Nonlinear Evolution and Energy Dissipation in Shear Driven Turbulence of Collisionless Plasma

Authors: Joshua Goodwill (University of Delaware), Subash Adhikari (University of Delaware), Xiaocan Li (Dartmouth College), Francesco Pucci (ISTP), Yan Yang (University of Delaware), Fan Guo (Los Alamos National Laboratory), William Mattheaus (University of Delaware)

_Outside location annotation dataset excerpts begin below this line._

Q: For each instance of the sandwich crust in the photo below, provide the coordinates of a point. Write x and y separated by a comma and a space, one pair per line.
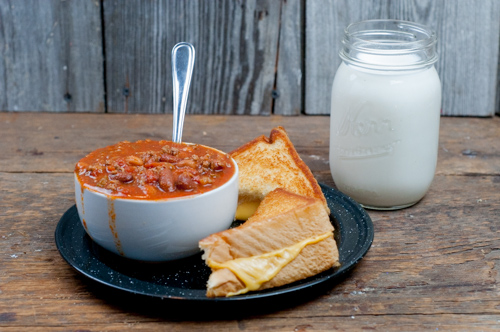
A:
269, 163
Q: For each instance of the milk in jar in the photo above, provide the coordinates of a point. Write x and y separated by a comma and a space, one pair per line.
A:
385, 111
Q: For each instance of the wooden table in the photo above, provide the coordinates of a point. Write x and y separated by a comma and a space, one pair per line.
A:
434, 266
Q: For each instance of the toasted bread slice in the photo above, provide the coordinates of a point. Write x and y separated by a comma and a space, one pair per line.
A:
289, 238
269, 163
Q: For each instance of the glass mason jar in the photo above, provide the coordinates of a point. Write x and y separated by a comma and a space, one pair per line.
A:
385, 112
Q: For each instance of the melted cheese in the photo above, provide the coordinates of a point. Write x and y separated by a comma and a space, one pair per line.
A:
254, 271
245, 210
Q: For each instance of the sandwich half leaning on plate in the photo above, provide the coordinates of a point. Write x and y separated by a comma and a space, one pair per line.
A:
288, 238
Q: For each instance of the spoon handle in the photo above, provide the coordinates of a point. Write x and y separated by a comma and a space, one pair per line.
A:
182, 69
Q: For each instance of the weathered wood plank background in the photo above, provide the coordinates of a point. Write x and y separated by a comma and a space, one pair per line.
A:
256, 57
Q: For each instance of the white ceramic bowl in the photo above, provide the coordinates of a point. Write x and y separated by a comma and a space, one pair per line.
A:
156, 230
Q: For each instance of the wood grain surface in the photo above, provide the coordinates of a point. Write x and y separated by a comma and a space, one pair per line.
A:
254, 57
51, 56
236, 49
434, 266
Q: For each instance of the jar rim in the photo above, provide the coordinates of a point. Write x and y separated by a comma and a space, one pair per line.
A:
389, 44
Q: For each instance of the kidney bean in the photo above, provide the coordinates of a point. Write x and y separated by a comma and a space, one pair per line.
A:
122, 177
169, 158
134, 161
166, 180
186, 181
187, 163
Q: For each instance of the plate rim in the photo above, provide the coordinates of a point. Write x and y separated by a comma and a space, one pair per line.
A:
322, 278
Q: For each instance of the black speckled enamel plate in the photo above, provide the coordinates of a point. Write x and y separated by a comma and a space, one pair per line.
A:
186, 279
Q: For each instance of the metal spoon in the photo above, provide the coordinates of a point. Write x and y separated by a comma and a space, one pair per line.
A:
182, 69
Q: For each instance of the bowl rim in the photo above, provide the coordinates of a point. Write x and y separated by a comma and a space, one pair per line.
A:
235, 177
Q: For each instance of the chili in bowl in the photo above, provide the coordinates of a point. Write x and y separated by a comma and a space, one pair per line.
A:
154, 200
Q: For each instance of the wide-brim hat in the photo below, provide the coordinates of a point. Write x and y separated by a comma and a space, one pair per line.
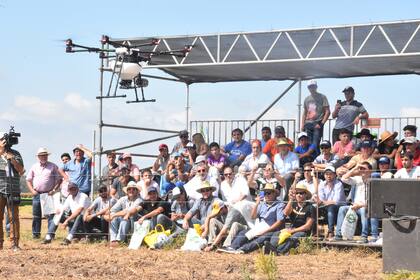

Turbulence can be driven by large scale gradients, often in velocity shears or temperature gradients. In space and astrophysical plasmas in particular, conditions for velocity shear instabilities are a common occurrence, and these can be sources of turbulence generation, modifications to transport, and resulting turbulent heating. Previously, much of the attention to shear-driven plasma dynamics has concentrated on initiation of the process through linear (Kelvin Helmholtz) instability or its large scale effects when reaching saturation due to vortex roll-up. These have been most completely studied for collisional MHD plasmas where dissipation is controlled by viscosity and resistivity. For collisionless plasma, the corresponding small scale kinetic effects responsible for energy conversion and dissipation have been studied in fully developed turbulence and in magnetic reconnection systems; however this analysis has not yet been applied for velocity shear-driven turbulence. Here the goal is to examine collisionless energy dissipation related to an initial shear flow that transitions in the nonlinear regime.